Time to Flex: We check out Fitbit's new wristband tracker

Credit: Alice Truong/DVICE

Fitbit is one of the most recognizable names in the health tracking space, but it's playing catch up when it comes to wristband monitors. Today, the company best known for its activity and sleep monitors that clip onto clothes has officially launched Flex to take on the likes of the Jawbone Up, Nike Fuelband, and Larklife, among others.

After testing the band for the last week and a half, we've determined that while Flex isn't the most feature-filled tracker, it's certainly the most convenient. With wireless syncing, it provides the most seamless experience among tracking bands today.


The heart of Flex is a small removable tracker that lives in a silicon band. It has largely the same capabilities as the Fitbit One, including tracking steps walked, distance traveled, floors climbed, and sleep quality.

The removable design is a smart one, avoiding the Jawbone Up's initial pitfalls. Because electronic components are spread throughout the entirety of Jawbone's band, a number of its initial units from the fall of 2011 bricked. After refunding all users, not just the affected ones, the company went back to work to create a band rugged enough to endure water, extreme temperatures and occasional fiddling. To design a band that's too delicate is to intentionally design an unwieldy user experience. (I, myself, have experienced issues, with two bands malfunctioning within the first six months of the Up's reboot.)

Two bands (one large, one small) are included with Flex. The latching mechanism takes some getting used to, requiring more force than I expect to secure around my wrist. Though there are notches, there's less flexibility in sizing. Whereas the Up molded to the size of my wrist over time, the tightest adjustment on Flex's smaller band (the only one I received with my review unit) was still about an inch too large for my wrist. It's loose but not to the point where it'd fall off.

Noticeably missing in Flex is an LED display that provides immediate feedback on the day's progress. This was one of my biggest gripes with Up, since the hardware was essentially useless without the app. Fitbit compensates for the lack of screen with five LED indicators, each one representing 20 percent progress toward the day's step goal. When the goal is met, all five light up and the band vibrates to mark the occasion. Without a screen, I also miss being able to see the time or how much time has elapsed in stopwatch mode. Furthermore, Fitbit's personality is also muted without a display. I enjoyed the occasional spunky encouragement I received from the One, which included: BURN IT, NO DONUT and STEP GEEK.

Seamless experience

As an all-day tracker, Fitbit is water-resistant, so it can be worn while swimming, washing dishes, or showering. Having it on me at all times means no longer suffering from I-just-did-an-amazing-hike-but-forgot-my-Fitbit remorse.

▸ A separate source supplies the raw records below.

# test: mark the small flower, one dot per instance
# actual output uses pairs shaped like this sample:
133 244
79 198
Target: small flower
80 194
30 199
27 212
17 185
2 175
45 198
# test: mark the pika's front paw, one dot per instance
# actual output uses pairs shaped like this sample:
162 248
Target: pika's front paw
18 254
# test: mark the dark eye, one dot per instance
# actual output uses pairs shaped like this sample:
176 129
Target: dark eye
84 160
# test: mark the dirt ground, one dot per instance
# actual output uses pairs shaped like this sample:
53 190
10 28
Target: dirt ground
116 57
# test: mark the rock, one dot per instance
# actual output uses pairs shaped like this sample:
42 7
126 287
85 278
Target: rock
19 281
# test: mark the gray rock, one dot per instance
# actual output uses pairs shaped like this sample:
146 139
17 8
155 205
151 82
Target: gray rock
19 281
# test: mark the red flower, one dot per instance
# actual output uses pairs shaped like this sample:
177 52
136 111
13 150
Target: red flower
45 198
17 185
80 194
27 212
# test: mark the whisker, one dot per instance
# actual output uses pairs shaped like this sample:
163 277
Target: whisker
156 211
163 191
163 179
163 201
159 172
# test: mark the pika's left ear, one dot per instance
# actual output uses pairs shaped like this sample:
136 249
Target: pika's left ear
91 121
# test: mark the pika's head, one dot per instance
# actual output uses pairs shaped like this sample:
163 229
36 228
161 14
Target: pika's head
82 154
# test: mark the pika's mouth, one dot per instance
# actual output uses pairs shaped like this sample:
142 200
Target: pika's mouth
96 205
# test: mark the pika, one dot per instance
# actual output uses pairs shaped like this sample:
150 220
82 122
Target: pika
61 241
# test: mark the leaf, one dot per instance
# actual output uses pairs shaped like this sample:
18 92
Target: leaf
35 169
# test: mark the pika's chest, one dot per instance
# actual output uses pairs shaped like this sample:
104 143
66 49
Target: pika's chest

The One is also considered an all-day tracker, but I never switched out of day mode when I wasn't testing the device. It required removing the tracker from its clip holder and placing it in a wristband (and vice versa in the morning). With Flex, switching between modes means tapping on the tracker four or five times quickly. It will vibrate and flash two LEDs to indicate it's tracking sleep. The same gesture also tracks activities.

The insight into sleep isn't the most robust, giving me duration and times awakened. In contrast, Up breaks this information down to deep and light sleep. Of course, neither of these quite compare with Zeo, a head-worn strap that measures brain waves, charting the course of the night into four states (wake, REM, light sleep and deep sleep). But using it was uncomfortable, and lately, there's chatter that Zeo is going out of business.

The other nice sleep feature is the silent alarm, which will gently vibrate you awake in the morning. However, Flex's alarm goes off at a set time, whereas Up will do so at the optimal point in your sleep cycle within a set window of time. In general, Up uses vibrating notifications that seem much smarter than Flex. A power nap mode will calculate an optimal nap time (typically half an hour to 45 minutes) and vibrate you awake, and there's also an idle alert that will nudge you if you've been inactive for a while.

By far, the best feature of Flex is wireless syncing. With compatible smartphones and tablets (newer iOS devices as well as the Samsung Galaxy S III and Note II), Flex uses Bluetooth 4.0 to update periodically while the app is running in the background. With a USB dongle, it also syncs effortlessly on a computer when Flex is within 15 feet. No need to detach, reattach, plug in or any of the such.

Covering bases

Because an iPhone screen isn't always the best way to present so much data, Fitbit also has a very comprehensive health portal. The company is beta testing a new responsive personalized dashboard that looks very promising, displaying in customizable tiles only the information you care about. For me, that's my activity, friends' average step count and sleep quality, less so calorie logging.

Broadening into bands is a way to capture market share among fitness-minded techies. James Park, CEO and co-founder of Fitbit, had admitted as much back at CES. Alone, Flex is a perfectly fine tracker for the everyday consumer, but the data that's provided can be superficial compared with other fitness trackers. Still, for $100, it offers a lot and even has an advantage: wireless syncing. Seamlessness is Fitbit's leg up on the market, and we have that with an all-day wristband that syncs wirelessly in the background with mobile devices. It's perfect for those who want their gadgets to work for them, not the other way around.